Investors aren't too keen on investing in the banking sector. If you managed to figure out the round-about that the Fed has been going around re: hiking interest rates since this past June, congratulations, you can appreciate why there's a general hesitancy to firmly invest in the banking sector.
Profits remain low across the board due to historically-low interest rates, and big-name banks like Deutsche Bank are cutting jobs to compensate for the fall in profits. This has led many banks' shares lower; our JPM example again plays in here, with the bank's share value up a measly 2.21% year-to-date.
For many investors, this is a solid buy sign. The economic recovery continues slowly chugging along, and the overall banking sector is valued pretty okay compared to pretty-overbought defensives. But we aren't seeing a massive rush to the banking sector, and the blame for that is placed squarely on the Fed for inconsistent messages (not solely to their fault), breaking the chain of trust between investors and banks in financial markets.

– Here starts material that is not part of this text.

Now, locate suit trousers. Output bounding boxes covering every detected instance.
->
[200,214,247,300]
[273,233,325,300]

It's pretty accurate to say that the banking sector doesn't exactly look at the government and Fed with a wink and a smile. The inconsistent Fed messaging has poisoned the trust link here, too, with banks not entirely sure which directions to take internally as the Fed scrambles to find its direction. There's little help coming from hesitant investors, and the government doesn't appear to be about to lay down an Abe-level fiscal stimulus package, leaving it up to the Fed to stimulate the economy and make banks highly-valued again. Of course, the Fed isn't currently doing this, so the banking sector is more or less dead in the water until either investors start wading back into the waters again, or the Fed finally hikes rates like it says it will. Until the latter happens, however, you'll be hard-pressed to find a willingness to trust.



I almost invested in a bank ETF the other day. I started remembering the hawkish Fed speak, anticipated the Manufacturing PMI would be positive, and there weren't any signs to be remarkably pessimistic on non-farm payrolls. Fast-forward to today and we're in another world of uncertainty, albeit not as uncertain as we were immediately post-Brexit (i.e. the yen isn't in the double-digits again). I didn't invest in that ETF, and do not plan to before the FOMC's September meeting, because I have a low amount of trust that the Fed will be able to confidently carry through with their not-so-subtle indications of an impending benchmark rate increase. I also have a low amount of trust in that any rate hike would really help banks- the most recent economic data from last week likely bars any interest rate increases from the current level beyond 50 bps until 2017, and in order for banking sector profits to swell, we'll need more than that.

Trust is hard to gain but easy to lose, and we've got a lot of trust to gain back.